O legislador usou o seu novo púlpito para defender a expansão dos colonatos israelitas em terras palestinianas, incluindo o bairro de Sheikh Jarrah, em Jerusalém Oriental, onde brandiu uma arma enquanto discutia com residentes palestinianos. Mas a sua verdadeira vitória chegou em 2022, quando Netanyahu, desesperado por se manter no poder e fora da prisão, formou um governo de coligação com o partido Jewish Power e nomeou Ben Gvir ministro da Segurança Nacional. O acordo deu a Ben Gvir um poder extraordinário, apesar da sua base de apoiantes relativamente pequena.

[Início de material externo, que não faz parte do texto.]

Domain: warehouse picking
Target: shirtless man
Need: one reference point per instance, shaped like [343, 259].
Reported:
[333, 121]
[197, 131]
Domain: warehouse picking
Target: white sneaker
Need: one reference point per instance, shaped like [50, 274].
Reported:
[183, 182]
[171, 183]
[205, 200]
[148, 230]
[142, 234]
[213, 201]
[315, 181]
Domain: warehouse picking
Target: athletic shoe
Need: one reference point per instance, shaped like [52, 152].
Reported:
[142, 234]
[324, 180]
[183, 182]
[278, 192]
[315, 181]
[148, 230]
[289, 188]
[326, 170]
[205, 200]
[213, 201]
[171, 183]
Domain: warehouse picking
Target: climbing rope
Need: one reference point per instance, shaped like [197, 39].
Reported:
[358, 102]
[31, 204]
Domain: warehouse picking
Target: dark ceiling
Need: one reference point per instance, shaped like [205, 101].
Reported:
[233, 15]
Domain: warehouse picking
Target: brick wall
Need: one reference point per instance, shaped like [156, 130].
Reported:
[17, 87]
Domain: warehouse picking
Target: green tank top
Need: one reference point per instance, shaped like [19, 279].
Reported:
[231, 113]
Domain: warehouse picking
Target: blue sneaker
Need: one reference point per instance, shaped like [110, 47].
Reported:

Ben Gvir tem saboreado este papel de grande visibilidade, que o coloca no comando das prisões e da polícia de Israel. Na sequência dos massacres de 7 de outubro, colocou mais armas nas mãos dos colonos da Cisjordânia, ordenou à polícia que permitisse ataques a comboios de ajuda destinados a Gaza e reduziu a quantidade de comida disponível para os prisioneiros palestinianos.

Ben Gvir criticou muitas vezes a administração Biden, que acusou de apoiar o Hamas quando suspendeu brevemente a transferência de armas para Israel. (Provavelmente não ajudou o facto de o presidente Biden ter recentemente aplicado sanções a um dos aliados mais próximos de Ben Gvir no movimento dos colonos). Contudo, ele tem visto muito que o agrada no segundo mandato do presidente Trump. Quando Trump sugeriu remover todos os palestinianos de Gaza e transformar o enclave na “Riviera do Médio Oriente”, Ben Gvir elogiou a ideia e afirmou que “incentivar” os habitantes de Gaza a sair é a “única solução” para a guerra.

“Toda a gente sabe que eu tinha razão no que diz respeito ao incentivo à migração”, afirmou. “Hoje, o presidente do país mais poderoso do mundo diz isso mesmo”.